Pork stir fry with noodles
Pork stir fry with noodles
Pork stir fry with gluten free rice noodles (or even gluten free mung bean noodles) is a popular Asian dish that has found a home in many other kitchens around the world and amongst different cultures. Replace pork with a meat, fish or seafood of your choice and be playful with the choice of vegetables – some luscious greens would make great tasty additions.
Ingredients
- 500g lean minced pork or chicken
- 425g Asian vegetables eg: Bamboo shoots, baby corn, bean sprouts
- 2 tablespoons olive oil or vegetable oil
- 55g fresh broccoli, cut into florets
- 6 fresh snow peas, julienned
- 1 chilli, chopped
- 1 tablespoon garlic, minced
- 1 tablespoon wheat and gluten free Tamari
- 1 tablespoon agave or apple or pear concentrate (optional)
- 1 packet vermicelli glass noodles
- 1/2 cup fresh coriander, chopped
- 1 cup fresh bean sprouts
Method
- In a wok or large saucepan on a high heat, add the oil and cook the garlic and pork mince for 5 minutes or until brown.
- Add vegetables, tamari, apple or agave concentrate.
- When vegetables are cooked to your liking, remove and gently stir through fresh bean sprouts and coriander.

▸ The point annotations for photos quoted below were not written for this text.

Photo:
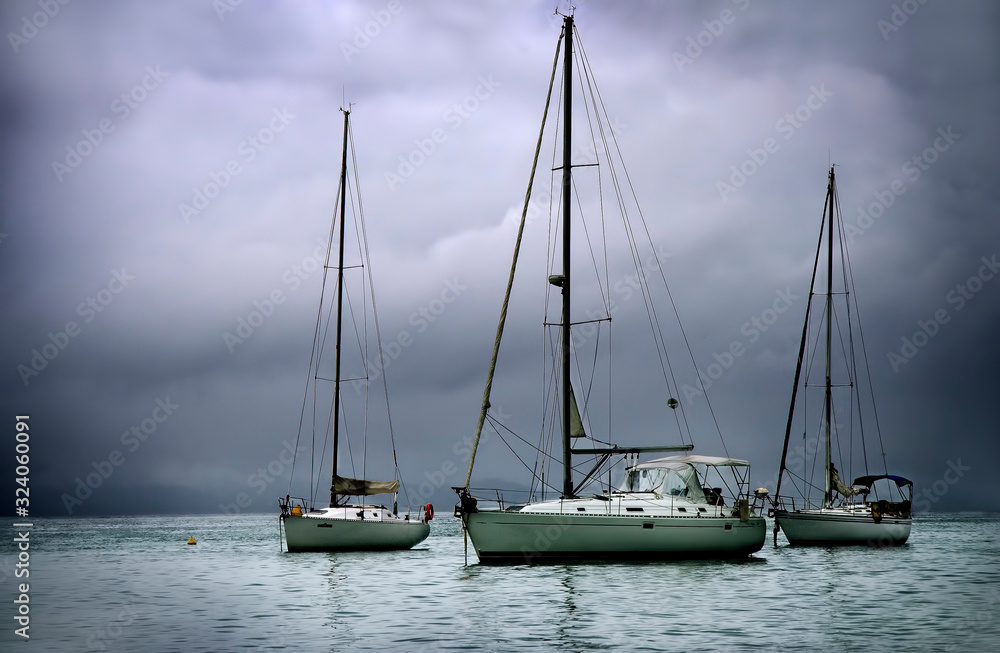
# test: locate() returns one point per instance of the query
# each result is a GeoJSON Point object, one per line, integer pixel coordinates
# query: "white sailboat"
{"type": "Point", "coordinates": [345, 525]}
{"type": "Point", "coordinates": [876, 508]}
{"type": "Point", "coordinates": [665, 508]}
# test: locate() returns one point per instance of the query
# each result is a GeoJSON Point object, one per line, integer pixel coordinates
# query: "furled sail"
{"type": "Point", "coordinates": [839, 486]}
{"type": "Point", "coordinates": [576, 429]}
{"type": "Point", "coordinates": [358, 487]}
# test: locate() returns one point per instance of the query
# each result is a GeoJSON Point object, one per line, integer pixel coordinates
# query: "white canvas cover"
{"type": "Point", "coordinates": [667, 479]}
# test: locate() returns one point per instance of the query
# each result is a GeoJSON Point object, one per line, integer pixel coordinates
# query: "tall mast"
{"type": "Point", "coordinates": [340, 305]}
{"type": "Point", "coordinates": [566, 183]}
{"type": "Point", "coordinates": [827, 496]}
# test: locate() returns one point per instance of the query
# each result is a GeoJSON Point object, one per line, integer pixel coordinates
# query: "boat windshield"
{"type": "Point", "coordinates": [678, 480]}
{"type": "Point", "coordinates": [643, 480]}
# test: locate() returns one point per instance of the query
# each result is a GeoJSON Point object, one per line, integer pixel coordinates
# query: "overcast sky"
{"type": "Point", "coordinates": [169, 167]}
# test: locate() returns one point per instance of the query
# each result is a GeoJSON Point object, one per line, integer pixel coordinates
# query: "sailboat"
{"type": "Point", "coordinates": [345, 525]}
{"type": "Point", "coordinates": [876, 508]}
{"type": "Point", "coordinates": [669, 507]}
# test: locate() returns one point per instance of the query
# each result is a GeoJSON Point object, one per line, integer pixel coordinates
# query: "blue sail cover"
{"type": "Point", "coordinates": [868, 480]}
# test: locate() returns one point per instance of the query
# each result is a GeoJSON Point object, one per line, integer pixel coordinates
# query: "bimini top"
{"type": "Point", "coordinates": [695, 459]}
{"type": "Point", "coordinates": [868, 480]}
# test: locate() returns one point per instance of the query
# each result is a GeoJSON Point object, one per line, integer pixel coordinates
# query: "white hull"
{"type": "Point", "coordinates": [531, 535]}
{"type": "Point", "coordinates": [342, 529]}
{"type": "Point", "coordinates": [837, 526]}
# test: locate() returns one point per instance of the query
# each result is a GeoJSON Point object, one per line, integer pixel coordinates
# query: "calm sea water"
{"type": "Point", "coordinates": [133, 584]}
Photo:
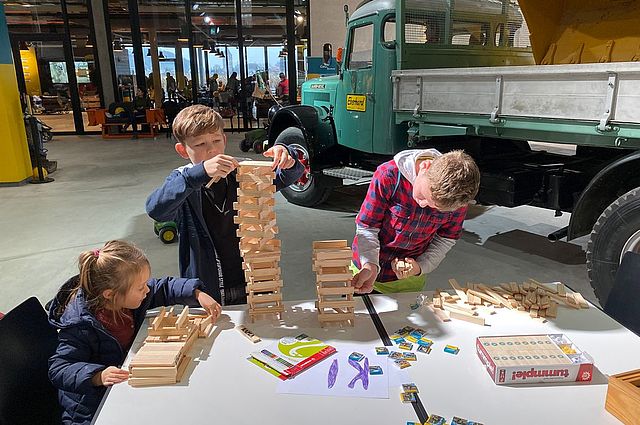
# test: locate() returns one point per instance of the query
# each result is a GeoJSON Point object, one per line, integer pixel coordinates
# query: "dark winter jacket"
{"type": "Point", "coordinates": [179, 199]}
{"type": "Point", "coordinates": [85, 347]}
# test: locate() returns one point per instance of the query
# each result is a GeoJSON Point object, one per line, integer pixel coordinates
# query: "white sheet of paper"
{"type": "Point", "coordinates": [314, 381]}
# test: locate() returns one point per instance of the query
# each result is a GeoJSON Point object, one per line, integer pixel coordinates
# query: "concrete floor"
{"type": "Point", "coordinates": [101, 186]}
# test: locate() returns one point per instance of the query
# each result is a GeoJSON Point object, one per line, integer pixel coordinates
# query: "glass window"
{"type": "Point", "coordinates": [35, 16]}
{"type": "Point", "coordinates": [255, 59]}
{"type": "Point", "coordinates": [361, 54]}
{"type": "Point", "coordinates": [389, 31]}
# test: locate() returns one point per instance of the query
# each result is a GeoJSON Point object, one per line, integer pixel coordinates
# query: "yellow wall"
{"type": "Point", "coordinates": [30, 70]}
{"type": "Point", "coordinates": [15, 163]}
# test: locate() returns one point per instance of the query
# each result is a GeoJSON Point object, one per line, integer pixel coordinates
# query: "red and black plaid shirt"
{"type": "Point", "coordinates": [406, 229]}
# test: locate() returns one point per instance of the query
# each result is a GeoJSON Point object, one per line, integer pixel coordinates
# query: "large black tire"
{"type": "Point", "coordinates": [310, 190]}
{"type": "Point", "coordinates": [616, 232]}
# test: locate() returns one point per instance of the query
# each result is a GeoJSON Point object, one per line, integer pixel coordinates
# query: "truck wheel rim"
{"type": "Point", "coordinates": [306, 179]}
{"type": "Point", "coordinates": [632, 244]}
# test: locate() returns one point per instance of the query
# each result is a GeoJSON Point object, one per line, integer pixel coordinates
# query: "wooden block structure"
{"type": "Point", "coordinates": [539, 300]}
{"type": "Point", "coordinates": [162, 359]}
{"type": "Point", "coordinates": [623, 397]}
{"type": "Point", "coordinates": [331, 260]}
{"type": "Point", "coordinates": [257, 231]}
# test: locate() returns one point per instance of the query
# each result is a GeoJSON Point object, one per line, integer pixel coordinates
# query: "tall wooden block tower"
{"type": "Point", "coordinates": [259, 247]}
{"type": "Point", "coordinates": [331, 261]}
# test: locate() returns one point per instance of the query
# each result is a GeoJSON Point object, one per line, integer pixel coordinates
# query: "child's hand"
{"type": "Point", "coordinates": [209, 304]}
{"type": "Point", "coordinates": [109, 376]}
{"type": "Point", "coordinates": [405, 268]}
{"type": "Point", "coordinates": [363, 280]}
{"type": "Point", "coordinates": [220, 166]}
{"type": "Point", "coordinates": [281, 157]}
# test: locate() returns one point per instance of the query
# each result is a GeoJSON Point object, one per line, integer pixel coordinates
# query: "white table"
{"type": "Point", "coordinates": [222, 387]}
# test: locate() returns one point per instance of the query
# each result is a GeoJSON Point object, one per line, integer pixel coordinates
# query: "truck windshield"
{"type": "Point", "coordinates": [361, 50]}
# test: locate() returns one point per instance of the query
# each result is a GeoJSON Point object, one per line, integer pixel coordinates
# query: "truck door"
{"type": "Point", "coordinates": [355, 97]}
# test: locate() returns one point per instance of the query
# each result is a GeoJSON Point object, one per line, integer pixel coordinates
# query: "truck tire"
{"type": "Point", "coordinates": [616, 232]}
{"type": "Point", "coordinates": [308, 191]}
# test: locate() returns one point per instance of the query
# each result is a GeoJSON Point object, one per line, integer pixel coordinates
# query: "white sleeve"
{"type": "Point", "coordinates": [368, 245]}
{"type": "Point", "coordinates": [435, 253]}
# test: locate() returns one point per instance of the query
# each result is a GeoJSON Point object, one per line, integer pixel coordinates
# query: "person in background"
{"type": "Point", "coordinates": [282, 90]}
{"type": "Point", "coordinates": [171, 86]}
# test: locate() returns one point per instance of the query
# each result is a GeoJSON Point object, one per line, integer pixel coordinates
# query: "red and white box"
{"type": "Point", "coordinates": [525, 359]}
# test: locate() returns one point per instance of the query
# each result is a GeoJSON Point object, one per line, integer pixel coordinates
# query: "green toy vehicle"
{"type": "Point", "coordinates": [167, 231]}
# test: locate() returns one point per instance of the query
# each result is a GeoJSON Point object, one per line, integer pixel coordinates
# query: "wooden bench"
{"type": "Point", "coordinates": [154, 118]}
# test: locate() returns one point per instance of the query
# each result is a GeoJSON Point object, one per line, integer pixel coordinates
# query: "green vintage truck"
{"type": "Point", "coordinates": [489, 76]}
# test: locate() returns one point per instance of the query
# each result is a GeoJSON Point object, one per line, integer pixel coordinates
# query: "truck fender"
{"type": "Point", "coordinates": [316, 124]}
{"type": "Point", "coordinates": [621, 175]}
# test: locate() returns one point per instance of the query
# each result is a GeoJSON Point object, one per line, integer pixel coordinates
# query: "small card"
{"type": "Point", "coordinates": [382, 351]}
{"type": "Point", "coordinates": [410, 388]}
{"type": "Point", "coordinates": [408, 397]}
{"type": "Point", "coordinates": [405, 346]}
{"type": "Point", "coordinates": [402, 363]}
{"type": "Point", "coordinates": [410, 357]}
{"type": "Point", "coordinates": [375, 370]}
{"type": "Point", "coordinates": [355, 356]}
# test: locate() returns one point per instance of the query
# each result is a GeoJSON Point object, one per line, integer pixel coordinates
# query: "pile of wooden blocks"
{"type": "Point", "coordinates": [162, 359]}
{"type": "Point", "coordinates": [257, 231]}
{"type": "Point", "coordinates": [331, 260]}
{"type": "Point", "coordinates": [540, 301]}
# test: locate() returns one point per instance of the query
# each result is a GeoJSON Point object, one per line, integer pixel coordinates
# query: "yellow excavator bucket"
{"type": "Point", "coordinates": [583, 31]}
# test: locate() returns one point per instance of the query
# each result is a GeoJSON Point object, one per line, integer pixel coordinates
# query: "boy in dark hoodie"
{"type": "Point", "coordinates": [209, 248]}
{"type": "Point", "coordinates": [99, 313]}
{"type": "Point", "coordinates": [411, 217]}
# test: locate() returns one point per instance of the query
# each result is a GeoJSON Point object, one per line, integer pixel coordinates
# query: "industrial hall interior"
{"type": "Point", "coordinates": [357, 211]}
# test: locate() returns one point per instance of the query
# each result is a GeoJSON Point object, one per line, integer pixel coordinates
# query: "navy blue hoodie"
{"type": "Point", "coordinates": [179, 199]}
{"type": "Point", "coordinates": [85, 347]}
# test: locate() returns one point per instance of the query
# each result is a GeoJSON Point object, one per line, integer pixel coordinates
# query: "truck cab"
{"type": "Point", "coordinates": [469, 75]}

- In a separate pot cook noodles according to the instructions on the packet.
- Place noodles on a long serving plate and top with the cooked stir fry ingredients.
Inspirations
- Replace Vermicelli glass noodles (made from mung bean or green pea flour) with vegetable noodles, or kelp noodles
- Or use vegetables instead of noodles: 1. Fry half a finely sliced cabbage and 3 finely chopped garlic cloves in olive oil. 2. Add 1 finely grated carrot and zucchini and cook for 5 minutes. 3. Add 2 tablespoons of gluten free fish sauce. 4. Add mince and stir fry for 10 minutes or until mince is cooked.